New Delhi, Jan 2 (PTI) India’s manufacturing activity recorded its slowest expansion in two years in December due to softer growth in new orders, leading companies to curb input purchases and job creation, according to the latest monthly survey.
The seasonally adjusted HSBC India Manufacturing Purchasing Managers’ Index (PMI) fell from 56.6 in November to 55 in December. A PMI above 50 indicates expansion, while below 50 signals contraction.
“Even with growth momentum easing, India’s manufacturing industry wrapped up 2025 in good shape. The sharp rise in new business intakes should keep companies busy as we head into the final fiscal quarter, and the lack of major inflationary pressures could continue to support demand,” said Pollyanna De Lima, Economics Associate Director at S&P Global Market Intelligence.
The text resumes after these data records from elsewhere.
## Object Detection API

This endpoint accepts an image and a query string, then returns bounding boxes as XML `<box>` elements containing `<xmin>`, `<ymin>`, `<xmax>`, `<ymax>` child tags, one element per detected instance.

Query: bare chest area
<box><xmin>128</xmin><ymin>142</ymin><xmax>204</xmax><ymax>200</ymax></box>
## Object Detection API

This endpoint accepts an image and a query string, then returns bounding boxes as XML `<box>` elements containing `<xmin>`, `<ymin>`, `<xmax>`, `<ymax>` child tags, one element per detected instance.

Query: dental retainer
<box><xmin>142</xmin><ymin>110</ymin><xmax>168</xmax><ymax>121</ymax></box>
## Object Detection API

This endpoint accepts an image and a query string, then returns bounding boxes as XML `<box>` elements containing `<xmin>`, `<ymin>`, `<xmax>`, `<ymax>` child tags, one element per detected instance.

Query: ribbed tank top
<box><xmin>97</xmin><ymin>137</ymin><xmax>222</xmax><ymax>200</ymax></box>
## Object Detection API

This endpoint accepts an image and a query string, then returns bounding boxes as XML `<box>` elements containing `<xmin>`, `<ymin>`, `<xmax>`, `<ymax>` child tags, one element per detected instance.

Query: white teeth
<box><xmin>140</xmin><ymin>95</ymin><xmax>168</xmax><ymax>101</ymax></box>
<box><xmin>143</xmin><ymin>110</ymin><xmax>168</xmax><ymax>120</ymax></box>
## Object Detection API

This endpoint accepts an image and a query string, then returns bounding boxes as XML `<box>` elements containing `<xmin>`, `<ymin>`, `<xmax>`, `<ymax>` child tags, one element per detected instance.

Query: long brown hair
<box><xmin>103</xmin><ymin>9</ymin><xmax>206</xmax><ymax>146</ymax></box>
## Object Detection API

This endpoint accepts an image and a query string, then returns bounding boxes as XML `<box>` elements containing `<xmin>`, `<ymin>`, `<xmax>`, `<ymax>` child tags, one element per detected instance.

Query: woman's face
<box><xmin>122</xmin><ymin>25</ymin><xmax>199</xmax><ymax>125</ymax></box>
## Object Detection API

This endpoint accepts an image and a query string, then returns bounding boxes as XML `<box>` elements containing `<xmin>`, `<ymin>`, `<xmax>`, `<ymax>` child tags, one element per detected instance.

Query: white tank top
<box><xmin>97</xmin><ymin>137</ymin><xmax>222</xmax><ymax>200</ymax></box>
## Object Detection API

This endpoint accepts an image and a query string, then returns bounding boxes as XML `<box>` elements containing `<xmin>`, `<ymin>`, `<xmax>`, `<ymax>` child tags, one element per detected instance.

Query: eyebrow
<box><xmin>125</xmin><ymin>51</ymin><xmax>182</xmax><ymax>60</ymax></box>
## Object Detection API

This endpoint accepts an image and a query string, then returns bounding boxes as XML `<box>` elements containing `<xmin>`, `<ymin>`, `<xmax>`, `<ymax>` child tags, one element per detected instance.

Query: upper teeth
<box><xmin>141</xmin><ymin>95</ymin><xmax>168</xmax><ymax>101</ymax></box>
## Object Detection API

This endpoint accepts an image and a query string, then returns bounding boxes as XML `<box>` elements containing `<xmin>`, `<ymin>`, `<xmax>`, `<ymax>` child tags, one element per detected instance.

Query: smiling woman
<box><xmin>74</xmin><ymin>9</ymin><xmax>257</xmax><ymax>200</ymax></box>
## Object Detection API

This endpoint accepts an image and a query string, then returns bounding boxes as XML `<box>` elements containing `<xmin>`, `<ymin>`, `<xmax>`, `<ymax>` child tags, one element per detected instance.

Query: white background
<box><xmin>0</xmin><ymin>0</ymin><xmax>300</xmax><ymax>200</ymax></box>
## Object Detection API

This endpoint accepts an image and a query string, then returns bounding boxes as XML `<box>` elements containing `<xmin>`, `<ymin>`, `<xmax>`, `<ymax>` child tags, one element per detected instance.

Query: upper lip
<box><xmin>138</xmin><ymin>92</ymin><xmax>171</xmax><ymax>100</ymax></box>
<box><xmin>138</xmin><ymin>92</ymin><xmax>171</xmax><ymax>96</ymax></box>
The survey highlighted slower production growth, the weakest upturn in new orders in two years, and a softer rise in international orders—the least in 14 months—mainly from Asia, Europe, and the Middle East.
Softer new business led firms to limit input purchases, and factory employment rose only marginally—the slowest pace since the growth period began in March 2024. Input costs rose at a historically negligible rate, while charge inflation eased to a nine-month low.
Looking ahead, Indian manufacturers expect output growth in 2026, but overall sentiment fell to its lowest in nearly three-and-a-half years. While advertising, demand trends, and new product launches are seen as positives, firms expressed concerns over competitive pressures and market uncertainty.
“With Indian manufacturers facing less intense cost pressures than elsewhere, many will be hoping that competitive pricing can help bring in new business from other regions in the new year,” Lima added.
The HSBC India Manufacturing PMI is compiled from responses by around 400 purchasing managers.